The impact of Taiwanese journalism during the COVID-19 pandemic

Due to the rejection from WHO, Taiwanese journalists have different ways to get news about COVID-19

Huang JeBin
Journalist Huang JeBin. Pei-Ying Chang/Toronto Observer

With Taiwan being geographically closer to China, the country has done a great job of controlling the COVID-19 outbreaks — without the help of the World Health Organization (WHO).

As COVID-19 hit the world, the question of Taiwan joining WHO has become an urgent and sensitive topic worldwide. WHO blocked Taiwan as a member because China considers it one of its provinces.

During WHO’s virtual meeting in May, Taiwan was supported by 14 countries to participate in the World Health Assembly (WHA). However, an objection was raised by Beijing, forcing the “one China” principle as a condition of becoming a member state.

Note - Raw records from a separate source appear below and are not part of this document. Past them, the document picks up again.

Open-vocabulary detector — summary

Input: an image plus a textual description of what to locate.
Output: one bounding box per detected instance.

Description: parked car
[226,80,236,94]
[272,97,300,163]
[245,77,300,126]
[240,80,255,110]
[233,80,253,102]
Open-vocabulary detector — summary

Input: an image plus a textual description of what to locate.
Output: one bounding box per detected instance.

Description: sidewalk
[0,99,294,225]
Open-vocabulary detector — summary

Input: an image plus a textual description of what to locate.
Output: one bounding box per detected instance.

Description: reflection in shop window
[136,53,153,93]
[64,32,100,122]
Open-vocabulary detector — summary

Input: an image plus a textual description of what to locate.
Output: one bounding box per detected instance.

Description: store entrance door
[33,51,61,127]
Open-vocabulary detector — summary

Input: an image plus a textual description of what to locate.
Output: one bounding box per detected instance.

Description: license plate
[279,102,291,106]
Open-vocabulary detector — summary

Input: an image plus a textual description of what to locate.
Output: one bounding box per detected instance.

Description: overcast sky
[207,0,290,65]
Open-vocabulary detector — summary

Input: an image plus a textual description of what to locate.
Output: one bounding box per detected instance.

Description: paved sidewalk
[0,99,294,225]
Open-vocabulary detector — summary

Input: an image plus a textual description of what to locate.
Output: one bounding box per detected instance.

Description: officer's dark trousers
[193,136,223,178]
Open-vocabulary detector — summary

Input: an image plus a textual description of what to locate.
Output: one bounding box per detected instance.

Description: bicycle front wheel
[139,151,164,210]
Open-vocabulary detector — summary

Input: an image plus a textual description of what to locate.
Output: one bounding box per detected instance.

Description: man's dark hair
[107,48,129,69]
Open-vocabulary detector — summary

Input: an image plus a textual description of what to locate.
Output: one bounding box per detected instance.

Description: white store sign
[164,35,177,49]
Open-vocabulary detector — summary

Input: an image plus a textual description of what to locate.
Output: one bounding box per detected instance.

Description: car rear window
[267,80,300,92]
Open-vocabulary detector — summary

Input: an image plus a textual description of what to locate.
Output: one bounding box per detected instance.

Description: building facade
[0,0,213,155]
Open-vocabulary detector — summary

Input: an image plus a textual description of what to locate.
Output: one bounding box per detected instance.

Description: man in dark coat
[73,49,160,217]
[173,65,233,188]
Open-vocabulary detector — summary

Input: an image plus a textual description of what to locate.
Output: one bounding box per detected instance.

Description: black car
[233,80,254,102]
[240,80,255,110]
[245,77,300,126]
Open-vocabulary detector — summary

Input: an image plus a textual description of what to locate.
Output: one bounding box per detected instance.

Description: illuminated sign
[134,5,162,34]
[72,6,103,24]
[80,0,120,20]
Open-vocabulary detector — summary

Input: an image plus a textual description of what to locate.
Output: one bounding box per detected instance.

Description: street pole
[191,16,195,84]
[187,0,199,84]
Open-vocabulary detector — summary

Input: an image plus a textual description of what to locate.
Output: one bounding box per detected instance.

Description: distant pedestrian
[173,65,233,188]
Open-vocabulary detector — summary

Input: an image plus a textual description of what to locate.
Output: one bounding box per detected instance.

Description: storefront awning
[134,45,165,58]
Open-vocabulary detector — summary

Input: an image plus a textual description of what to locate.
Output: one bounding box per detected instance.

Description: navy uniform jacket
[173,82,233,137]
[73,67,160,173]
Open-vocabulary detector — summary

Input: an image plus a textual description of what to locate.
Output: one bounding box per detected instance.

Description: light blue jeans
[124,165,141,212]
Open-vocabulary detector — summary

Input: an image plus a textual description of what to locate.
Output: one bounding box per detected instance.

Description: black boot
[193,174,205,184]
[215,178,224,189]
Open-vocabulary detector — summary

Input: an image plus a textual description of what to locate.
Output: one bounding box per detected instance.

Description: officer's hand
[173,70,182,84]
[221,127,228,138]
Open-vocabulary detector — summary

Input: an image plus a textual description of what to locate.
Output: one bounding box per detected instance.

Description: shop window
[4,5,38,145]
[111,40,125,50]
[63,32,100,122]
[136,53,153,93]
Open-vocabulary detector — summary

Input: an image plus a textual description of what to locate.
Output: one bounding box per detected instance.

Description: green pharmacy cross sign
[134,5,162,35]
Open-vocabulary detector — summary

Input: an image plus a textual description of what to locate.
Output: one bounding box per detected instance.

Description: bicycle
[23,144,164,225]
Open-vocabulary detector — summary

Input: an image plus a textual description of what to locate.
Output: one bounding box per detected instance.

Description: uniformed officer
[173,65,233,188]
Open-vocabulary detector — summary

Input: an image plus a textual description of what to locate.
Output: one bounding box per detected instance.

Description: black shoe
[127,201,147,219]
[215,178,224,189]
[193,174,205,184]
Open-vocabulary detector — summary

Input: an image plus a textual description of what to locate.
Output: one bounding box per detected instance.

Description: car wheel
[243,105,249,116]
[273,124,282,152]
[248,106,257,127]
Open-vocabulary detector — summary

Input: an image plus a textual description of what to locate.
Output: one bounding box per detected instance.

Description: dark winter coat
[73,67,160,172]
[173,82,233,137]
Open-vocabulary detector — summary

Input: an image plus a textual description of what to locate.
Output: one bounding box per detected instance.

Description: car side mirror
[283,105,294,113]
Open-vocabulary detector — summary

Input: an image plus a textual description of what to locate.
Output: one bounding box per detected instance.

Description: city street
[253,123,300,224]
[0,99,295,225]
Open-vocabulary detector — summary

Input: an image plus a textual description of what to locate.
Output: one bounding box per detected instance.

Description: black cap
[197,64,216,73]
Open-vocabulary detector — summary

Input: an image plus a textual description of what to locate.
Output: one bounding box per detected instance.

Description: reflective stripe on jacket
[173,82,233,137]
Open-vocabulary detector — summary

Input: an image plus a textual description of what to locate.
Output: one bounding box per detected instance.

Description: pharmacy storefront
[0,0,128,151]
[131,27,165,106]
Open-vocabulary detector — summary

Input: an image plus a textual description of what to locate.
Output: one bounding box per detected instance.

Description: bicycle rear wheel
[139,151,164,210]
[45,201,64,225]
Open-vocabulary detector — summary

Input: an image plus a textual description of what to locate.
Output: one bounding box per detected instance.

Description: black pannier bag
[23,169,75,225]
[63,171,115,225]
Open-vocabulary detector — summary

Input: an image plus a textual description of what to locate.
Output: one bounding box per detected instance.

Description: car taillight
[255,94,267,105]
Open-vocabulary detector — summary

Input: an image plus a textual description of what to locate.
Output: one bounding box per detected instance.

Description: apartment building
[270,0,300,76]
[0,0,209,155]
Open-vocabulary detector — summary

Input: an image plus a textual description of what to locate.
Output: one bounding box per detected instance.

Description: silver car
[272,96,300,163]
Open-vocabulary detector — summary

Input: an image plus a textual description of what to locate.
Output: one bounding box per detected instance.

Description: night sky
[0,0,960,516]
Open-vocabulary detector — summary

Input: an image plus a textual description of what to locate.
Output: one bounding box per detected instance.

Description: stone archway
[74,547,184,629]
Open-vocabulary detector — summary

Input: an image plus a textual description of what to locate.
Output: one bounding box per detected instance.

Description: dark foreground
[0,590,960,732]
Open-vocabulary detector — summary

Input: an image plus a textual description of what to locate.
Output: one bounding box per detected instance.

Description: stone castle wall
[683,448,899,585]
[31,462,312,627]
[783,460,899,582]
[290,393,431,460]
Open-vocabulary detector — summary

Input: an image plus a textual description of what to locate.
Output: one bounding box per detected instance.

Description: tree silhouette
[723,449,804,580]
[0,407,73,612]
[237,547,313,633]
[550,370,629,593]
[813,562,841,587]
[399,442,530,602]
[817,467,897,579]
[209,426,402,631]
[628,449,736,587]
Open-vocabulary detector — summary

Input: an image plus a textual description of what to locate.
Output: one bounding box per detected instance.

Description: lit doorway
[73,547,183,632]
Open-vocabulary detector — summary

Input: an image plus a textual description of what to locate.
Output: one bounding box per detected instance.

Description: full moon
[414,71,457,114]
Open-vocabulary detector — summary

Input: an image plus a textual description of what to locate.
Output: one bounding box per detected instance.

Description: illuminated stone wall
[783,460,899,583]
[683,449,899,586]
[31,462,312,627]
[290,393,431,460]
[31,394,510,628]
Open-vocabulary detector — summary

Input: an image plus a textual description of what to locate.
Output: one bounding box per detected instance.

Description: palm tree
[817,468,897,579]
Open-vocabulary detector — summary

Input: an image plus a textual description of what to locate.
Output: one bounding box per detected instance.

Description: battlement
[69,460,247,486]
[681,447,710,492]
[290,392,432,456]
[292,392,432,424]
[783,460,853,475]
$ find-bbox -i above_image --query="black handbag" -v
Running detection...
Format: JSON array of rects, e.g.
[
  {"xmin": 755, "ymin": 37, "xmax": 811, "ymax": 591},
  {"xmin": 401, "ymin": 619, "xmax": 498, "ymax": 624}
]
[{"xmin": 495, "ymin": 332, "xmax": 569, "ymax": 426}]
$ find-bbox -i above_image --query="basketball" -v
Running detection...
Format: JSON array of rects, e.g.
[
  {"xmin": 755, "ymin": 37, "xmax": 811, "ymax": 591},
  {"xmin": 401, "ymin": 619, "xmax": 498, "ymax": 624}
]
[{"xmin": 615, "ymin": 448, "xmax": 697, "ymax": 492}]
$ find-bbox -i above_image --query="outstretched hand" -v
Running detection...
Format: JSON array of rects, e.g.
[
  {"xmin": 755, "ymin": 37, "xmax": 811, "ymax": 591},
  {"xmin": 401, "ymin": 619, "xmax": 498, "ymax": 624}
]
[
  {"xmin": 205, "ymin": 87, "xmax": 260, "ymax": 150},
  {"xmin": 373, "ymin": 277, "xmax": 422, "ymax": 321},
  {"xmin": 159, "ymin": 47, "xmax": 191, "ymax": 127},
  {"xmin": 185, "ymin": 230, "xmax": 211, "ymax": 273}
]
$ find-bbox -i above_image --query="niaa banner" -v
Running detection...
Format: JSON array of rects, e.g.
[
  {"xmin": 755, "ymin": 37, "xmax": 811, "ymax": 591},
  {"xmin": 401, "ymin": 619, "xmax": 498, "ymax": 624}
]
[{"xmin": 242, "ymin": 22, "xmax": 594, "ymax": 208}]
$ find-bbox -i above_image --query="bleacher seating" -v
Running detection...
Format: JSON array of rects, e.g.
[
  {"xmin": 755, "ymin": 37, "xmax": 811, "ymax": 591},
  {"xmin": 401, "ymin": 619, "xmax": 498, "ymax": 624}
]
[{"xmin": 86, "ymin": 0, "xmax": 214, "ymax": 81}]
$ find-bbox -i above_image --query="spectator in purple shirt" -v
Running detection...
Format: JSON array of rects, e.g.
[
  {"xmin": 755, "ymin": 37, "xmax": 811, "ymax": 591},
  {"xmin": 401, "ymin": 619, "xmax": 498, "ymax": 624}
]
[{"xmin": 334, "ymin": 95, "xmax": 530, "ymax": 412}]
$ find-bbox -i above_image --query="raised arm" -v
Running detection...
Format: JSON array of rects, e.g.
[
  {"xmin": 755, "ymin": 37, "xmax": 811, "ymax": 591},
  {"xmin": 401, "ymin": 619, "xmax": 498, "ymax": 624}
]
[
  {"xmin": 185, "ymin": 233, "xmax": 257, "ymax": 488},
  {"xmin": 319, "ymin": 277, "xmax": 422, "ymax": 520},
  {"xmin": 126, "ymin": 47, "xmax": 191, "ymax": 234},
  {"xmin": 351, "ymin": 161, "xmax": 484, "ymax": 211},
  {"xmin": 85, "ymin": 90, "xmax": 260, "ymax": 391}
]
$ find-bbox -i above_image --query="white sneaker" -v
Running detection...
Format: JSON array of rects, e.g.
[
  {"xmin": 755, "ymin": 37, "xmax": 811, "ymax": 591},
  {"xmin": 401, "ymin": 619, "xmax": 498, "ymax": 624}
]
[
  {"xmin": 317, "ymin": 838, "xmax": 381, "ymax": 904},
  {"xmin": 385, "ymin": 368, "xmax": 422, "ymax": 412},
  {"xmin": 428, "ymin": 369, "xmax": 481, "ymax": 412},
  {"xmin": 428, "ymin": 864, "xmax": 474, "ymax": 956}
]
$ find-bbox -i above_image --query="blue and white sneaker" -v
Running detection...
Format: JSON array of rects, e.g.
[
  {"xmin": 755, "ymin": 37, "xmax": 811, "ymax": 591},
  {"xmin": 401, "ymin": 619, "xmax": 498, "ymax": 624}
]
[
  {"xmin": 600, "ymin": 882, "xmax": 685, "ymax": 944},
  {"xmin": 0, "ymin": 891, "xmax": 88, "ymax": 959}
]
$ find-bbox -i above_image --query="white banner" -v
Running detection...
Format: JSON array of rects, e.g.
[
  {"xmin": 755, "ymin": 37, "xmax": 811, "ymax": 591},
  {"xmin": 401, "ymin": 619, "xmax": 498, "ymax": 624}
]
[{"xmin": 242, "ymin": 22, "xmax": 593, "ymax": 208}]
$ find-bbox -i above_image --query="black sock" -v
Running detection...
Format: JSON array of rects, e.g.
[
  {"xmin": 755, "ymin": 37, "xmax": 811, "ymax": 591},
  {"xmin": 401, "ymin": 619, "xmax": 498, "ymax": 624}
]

Since Taiwan didn’t accept the condition, the WHO responded that only the member states can decide the invitation and do not have the mandate to invite.

Read more about why WHO reject Taiwan in COVID-19 pademic:

Journalism in Taiwan during COVID-19

To be on the receiving end of the latest medical resources and information, Taiwan hasn’t given up the effort to join the WHO. Until then, according to, Huang JeBin, a columnist at Taiwan’s CommonWealth Magazine, the people of Taiwan rely on foreign news outlets like The Wall Street Journal and New York Times to access data and information about COVID-19.

Although the country’s removal from the WHO has stopped Taiwanese journalists from receiving direct information, it has not impacted their pandemic reporting.

Huang was working at the coffee shop before the interview. Photo by Pei-Ying Chang. 

 “The quality and the quantity of news in Taiwan weren’t influenced by the international isolation, but WHO’s reaction of Taiwan brought up the topic across from health to politics and related to media journalism,” JeBin said in an in-person interview with The Toronto Observer in June.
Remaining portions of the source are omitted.